CJD belongs to a group of human and animal diseases known as transmissible spongiform
encephalopathies (TSE) or prion diseases. Spongiform refers to the characteristic
appearance of infected brains, which become filled with holes until they resemble
sponges under a microscope. Typically, onset of symptoms occurs at about age 60 and
runs a rapid course. There are four major categories of CJD: sporadic CJD, hereditary
CJD, acquired or iatrogenic CJD, and variant CJD.
Sporadic
CJD is the most common form of the disease. It accounts for 85% of cases. The cause of
sporadic CJD is unknown, but it is believed that a normal cellular protein undergoes
a spontaneous change in conformation (prion protein) that results in the disease.

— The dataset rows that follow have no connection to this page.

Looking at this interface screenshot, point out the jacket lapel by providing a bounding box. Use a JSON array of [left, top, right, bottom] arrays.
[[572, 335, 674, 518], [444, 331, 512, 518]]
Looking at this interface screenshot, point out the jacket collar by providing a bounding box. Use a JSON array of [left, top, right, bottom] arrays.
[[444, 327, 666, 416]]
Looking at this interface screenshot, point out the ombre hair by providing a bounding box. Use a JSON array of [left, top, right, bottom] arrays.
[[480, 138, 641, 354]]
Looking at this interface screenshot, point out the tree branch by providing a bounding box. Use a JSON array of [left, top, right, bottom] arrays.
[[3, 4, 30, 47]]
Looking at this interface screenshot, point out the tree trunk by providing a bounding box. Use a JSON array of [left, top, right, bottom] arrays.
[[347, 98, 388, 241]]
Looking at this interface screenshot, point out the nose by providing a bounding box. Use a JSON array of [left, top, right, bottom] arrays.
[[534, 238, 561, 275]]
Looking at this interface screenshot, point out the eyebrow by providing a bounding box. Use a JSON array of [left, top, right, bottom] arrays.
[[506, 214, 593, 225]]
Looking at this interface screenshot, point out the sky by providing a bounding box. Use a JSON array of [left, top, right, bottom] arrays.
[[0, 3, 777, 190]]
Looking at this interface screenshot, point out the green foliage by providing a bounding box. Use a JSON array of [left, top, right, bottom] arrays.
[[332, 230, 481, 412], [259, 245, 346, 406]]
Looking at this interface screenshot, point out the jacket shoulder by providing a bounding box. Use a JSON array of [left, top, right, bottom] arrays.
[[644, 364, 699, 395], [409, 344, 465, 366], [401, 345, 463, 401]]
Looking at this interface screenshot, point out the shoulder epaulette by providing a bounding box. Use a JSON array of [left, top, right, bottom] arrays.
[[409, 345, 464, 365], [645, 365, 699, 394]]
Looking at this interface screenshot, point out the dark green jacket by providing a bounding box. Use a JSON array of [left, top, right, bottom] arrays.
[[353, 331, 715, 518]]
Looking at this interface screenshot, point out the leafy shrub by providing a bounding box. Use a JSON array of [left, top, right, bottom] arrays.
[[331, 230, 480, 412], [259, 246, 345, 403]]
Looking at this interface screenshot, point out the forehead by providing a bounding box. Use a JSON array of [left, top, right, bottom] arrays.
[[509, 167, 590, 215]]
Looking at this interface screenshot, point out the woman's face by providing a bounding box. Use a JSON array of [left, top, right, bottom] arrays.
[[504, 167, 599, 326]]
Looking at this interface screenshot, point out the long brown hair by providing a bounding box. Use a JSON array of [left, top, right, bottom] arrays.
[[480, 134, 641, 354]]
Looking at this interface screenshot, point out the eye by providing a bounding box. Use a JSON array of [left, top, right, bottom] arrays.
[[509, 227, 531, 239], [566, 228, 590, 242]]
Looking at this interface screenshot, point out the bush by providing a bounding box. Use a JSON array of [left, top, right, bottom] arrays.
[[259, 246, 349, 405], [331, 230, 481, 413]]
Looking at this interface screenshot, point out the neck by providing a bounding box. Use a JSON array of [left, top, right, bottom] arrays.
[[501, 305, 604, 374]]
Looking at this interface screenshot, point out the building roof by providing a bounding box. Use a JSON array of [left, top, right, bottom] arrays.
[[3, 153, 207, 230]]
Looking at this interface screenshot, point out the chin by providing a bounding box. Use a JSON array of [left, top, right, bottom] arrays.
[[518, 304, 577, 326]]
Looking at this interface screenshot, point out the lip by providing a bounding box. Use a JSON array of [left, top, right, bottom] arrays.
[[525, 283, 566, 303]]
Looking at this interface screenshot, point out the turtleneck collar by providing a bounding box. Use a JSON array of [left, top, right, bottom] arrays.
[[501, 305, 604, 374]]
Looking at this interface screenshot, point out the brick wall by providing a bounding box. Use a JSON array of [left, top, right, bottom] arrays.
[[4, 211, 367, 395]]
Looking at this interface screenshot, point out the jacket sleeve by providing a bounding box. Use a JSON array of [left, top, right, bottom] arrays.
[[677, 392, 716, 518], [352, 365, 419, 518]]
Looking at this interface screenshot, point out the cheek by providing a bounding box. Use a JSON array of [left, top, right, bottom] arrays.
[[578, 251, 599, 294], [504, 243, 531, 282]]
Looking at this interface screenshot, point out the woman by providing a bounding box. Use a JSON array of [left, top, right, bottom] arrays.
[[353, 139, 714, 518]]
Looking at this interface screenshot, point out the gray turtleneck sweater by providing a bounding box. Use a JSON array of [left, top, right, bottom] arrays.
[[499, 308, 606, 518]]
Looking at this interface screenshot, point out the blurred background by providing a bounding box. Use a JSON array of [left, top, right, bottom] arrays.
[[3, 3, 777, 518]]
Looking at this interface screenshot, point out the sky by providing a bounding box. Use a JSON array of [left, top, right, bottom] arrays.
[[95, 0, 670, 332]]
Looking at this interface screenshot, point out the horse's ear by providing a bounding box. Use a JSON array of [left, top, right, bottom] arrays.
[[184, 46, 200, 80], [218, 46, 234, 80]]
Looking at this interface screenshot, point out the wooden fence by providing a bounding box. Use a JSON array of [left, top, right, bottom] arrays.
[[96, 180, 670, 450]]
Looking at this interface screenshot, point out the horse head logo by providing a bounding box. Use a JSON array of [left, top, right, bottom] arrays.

This form of the disease is believed to be spontaneous and not the result of an infection.
Hereditary
or familial CJD is a very uncommon disease and the consequence of a mutation in the gene that encodes
the prion protein. About 5 to 10 percent of cases of CJD in the United States are
hereditary.
Acquired
or Iatrogenic CJD is also very rare accounting for less than 1% of cases. It results from the accidental
transmission during the course of medical interventions. Examples include transmission
in cases of corneal transplantation, dural grafts, or treatment with Human Growth
Hormone isolated from cadaveric pituitary glands.
Variant
CJD was first reported in 1996. It is believed to be the result of eating meat from cattle
with bovine spongiform encephalopathy (BSE or mad cow disease). In contrast with sporadic
CJD which affects older people, the variant form primarily affects young subjects
(i.e., in the late 20s) and may have a longer course, between one and two years.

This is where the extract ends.